Regulatory News – October 2008

Shanghai opens gates to foreign investors * Lone Star may sue Korean government * Bohai to clinch Xugong deal

Shanghai opens gates to foreign investors
The city of Shanghai will allow foreign investment firms to register as local equity investment firms, according to a government document obtained by Reuters. Under the new regulations, foreign investors including venture capital funds, private equity funds and hedge funds with a focus on Chinese equities will be permitted to set up a Shanghai-registered entity with initial capital of RMB 100 million ($14.6 million) or more.

Such registration will provide these firms with the same legal status as local groups and will enable them to receive special tax treatment. “With the rapid growth of China’s economy and expansion of domestic capital markets, private equity and other funds are also growing fast and helping companies to increase their value,” the document reportedly said.

Chinese cities such as Beijing and Tianjin have already won permission from the government to give foreign investment funds legal status. The change will put foreign investors such as private equity firms on a more equal footing with China’s domestic alternative investment firms. At this point, foreign investment firms in China typically register as consultants or representative offices.

Lone Star may sue Korean government
US private equity firm Lone Star, which acquired Korea Exchange Bank (KEB) in 2003, is considering suing the Korean government if it does get approval to sell its stake in KEB to HSBC Bank beyond September, according to The Korea Times.

Lone Star decided to sell its stake to HSBC in August 2007 for $6.3 billion, but the deal has consistently bumped into regulatory hurdles as a result of allegations dogging the firm’s 2003 $1.2 billion acquisition of a 51 percent stake in the Seoul-based bank. It still awaits regulatory approval from the authorities.

The buyout fund is under increasing pressure from its investors due to the delay in its plans to sell the Korean lender, according to the report. “Beleaguered with growing complaints from investors, Lone Star is considering returning its KEB shares in-kind to investors as one possible option, together with a block sale option”, if the deal is blocked beyond September, the report quoted an unnamed source as saying.

“In either case, Lone Star plans to file a lawsuit against the Korean government for losses incurred by a delay in the sale of KEB,” the source said. In an interview with the newspaper, a Financial Services Commission director general of the financial services bureau Kim Gwang-soo said that it will take at least two months for a final decision on the deal.

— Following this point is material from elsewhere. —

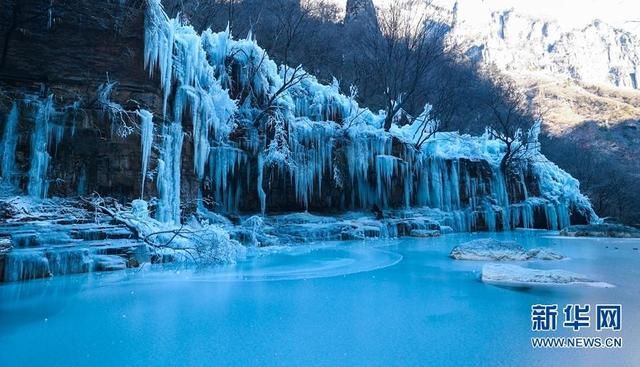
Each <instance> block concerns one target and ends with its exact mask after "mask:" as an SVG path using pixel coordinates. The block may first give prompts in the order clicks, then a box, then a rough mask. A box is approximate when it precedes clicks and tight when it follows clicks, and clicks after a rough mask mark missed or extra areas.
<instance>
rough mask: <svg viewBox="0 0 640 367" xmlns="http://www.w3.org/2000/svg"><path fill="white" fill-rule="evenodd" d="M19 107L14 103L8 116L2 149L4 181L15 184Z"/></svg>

Earlier in June this year, the Seoul High Court cleared Lone Star on a separate allegation of stock price manipulation of KEB’s former credit card unit. Prosecutors, however, were dissatisfied with the ruling of the Seoul High Court and have lodged an appeal with the country’s Supreme Court. Meanwhile, a court ruling on the buyout fund’s 2003 acquisition of KEB is expected by the end of September at the earliest, the paper noted.

Bohai to clinch Xugong deal
The Bohai Industry Investment Fund, a government-backed private equity fund in China, is reportedly looking to acquire a 45 percent stake in Xugong Group Construction Machinery, the 21st Century Business Herald newspaper reported.

Earlier this year, The Carlyle Group and Xugong backed away from an agreed deal after three years of trying in vain to secure regulatory approval of Carlyle as a foreign investor in the company. Had Carlyle’s investment gone through, the firm would have owned a 30 percent stake in Xugong, while Bohai would have held 15 percent, according to the report. The Bohai fund is now likely to pick up the entire 45 percent stake, unnamed sources told the paper.

There is a greater possibility of this deal being approved by the country’s regulators as the Bohai Industry Investment Fund is backed by the government itself, and there are no issues pertaining to foreign ownership. The fund was set up in 2006 as China’s first domestic, RMB-denominated private equity fund and it is raising RMB20 billion ($2.9 billion).